Qui dira si jamais ces « colossales figures» se sont adressées, en Russie même, à personne autant qu'à nous, directement, et si, avant aujourd'hui, leur voix pouvait paraître aussi urgente? Ivan, Dmitri, Aliocha, les trois frères, si différents et si consanguins à la fois, que suit et inquiète partout l'ombre piteuse de Smerdiakov, leur laquais et leur demi-frère. L'intellectuel Ivan, le passionné Dmitri, Aliocha le mystique, semblent à eux trois se partager le monde moral que déserte honteusement leur vieux. père, – et je les sais exercer déjà sur maints jeunes gens une domination indiscrète; leur voix ne nous paraît déjà plus étrangère; que dis-je? c'est en nous que nous les entendons dialoguer. Toutefois, nul symbolisme intempestif dans la construction de cette œuvre; on sait qu'un vulgaire fait divers, une « cause » ténébreuse, que prétendit éclaircir la subtile sagacité du psychologue, servit de premier prétexte à ce livre. Rien de plus constamment existant que ces significatives figures; pas un instant elles n'échappent à leur pressante réalité.

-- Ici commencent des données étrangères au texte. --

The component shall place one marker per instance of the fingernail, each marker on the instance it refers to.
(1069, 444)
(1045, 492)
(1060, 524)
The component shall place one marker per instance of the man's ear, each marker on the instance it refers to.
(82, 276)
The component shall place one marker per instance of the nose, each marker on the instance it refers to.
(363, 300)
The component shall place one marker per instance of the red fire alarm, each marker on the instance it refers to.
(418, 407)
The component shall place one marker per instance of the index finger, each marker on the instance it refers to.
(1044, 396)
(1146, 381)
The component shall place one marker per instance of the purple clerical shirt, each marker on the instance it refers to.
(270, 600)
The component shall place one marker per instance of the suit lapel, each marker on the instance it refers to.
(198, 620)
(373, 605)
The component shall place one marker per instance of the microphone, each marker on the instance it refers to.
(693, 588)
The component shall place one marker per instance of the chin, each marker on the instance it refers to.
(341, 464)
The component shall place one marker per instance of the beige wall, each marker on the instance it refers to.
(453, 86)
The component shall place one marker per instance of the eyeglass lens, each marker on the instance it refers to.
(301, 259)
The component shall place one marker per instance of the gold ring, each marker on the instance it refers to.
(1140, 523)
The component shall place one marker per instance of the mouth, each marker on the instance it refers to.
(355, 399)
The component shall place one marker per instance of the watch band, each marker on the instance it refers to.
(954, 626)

Il s'agit de savoir, aujourd'hui qu'on les porte sur le théâtre (et de toutes les créations de l'imagination ou de tous les héros de l'histoire, il n'en est point qui méritent davantage d'y monter), il s'agit de savoir si nous reconnaîtrons leurs voix déconcertantes à travers les intonations concertées des acteurs.

Il s'agit de savoir si l'auteur de l'adaptation saura nous présenter, sans les dénaturer trop, les événements nécessaires à l'intrigue où s'affrontent ces personnages. Je le tiens pour intelligent à l'excès, et habile; il a compris, j'en suis certain, que, pour répondre aux exigences de la scène, il ne suffit point de découper, selon la méthode ordinaire, et de servir tout crus les épisodes les plus marquants du roman, mais bien de ressaisir le livre à l'origine, de le recomposer et réduire, de disposer ses éléments en vue d'une perspective différente.

Il s'agit enfin de savoir si consentiront de les regarder avec une attention suffisante ceux des spectateurs qui n'auront pas déjà pénétré dans l'intimité de cette œuvre. Sans doute n'auront-ils pas cette « présomption extraordinaire, cette ignorance phénoménale» que Dostoïevski déplorait de rencontrer chez les intellectuels russes. Il souhaitait, alors, les « arrêter dans la voie de la négation, ou bien, au moins, les faire réfléchir, les faire douter ».

Et ce que j'écris ici n'a pas un autre but.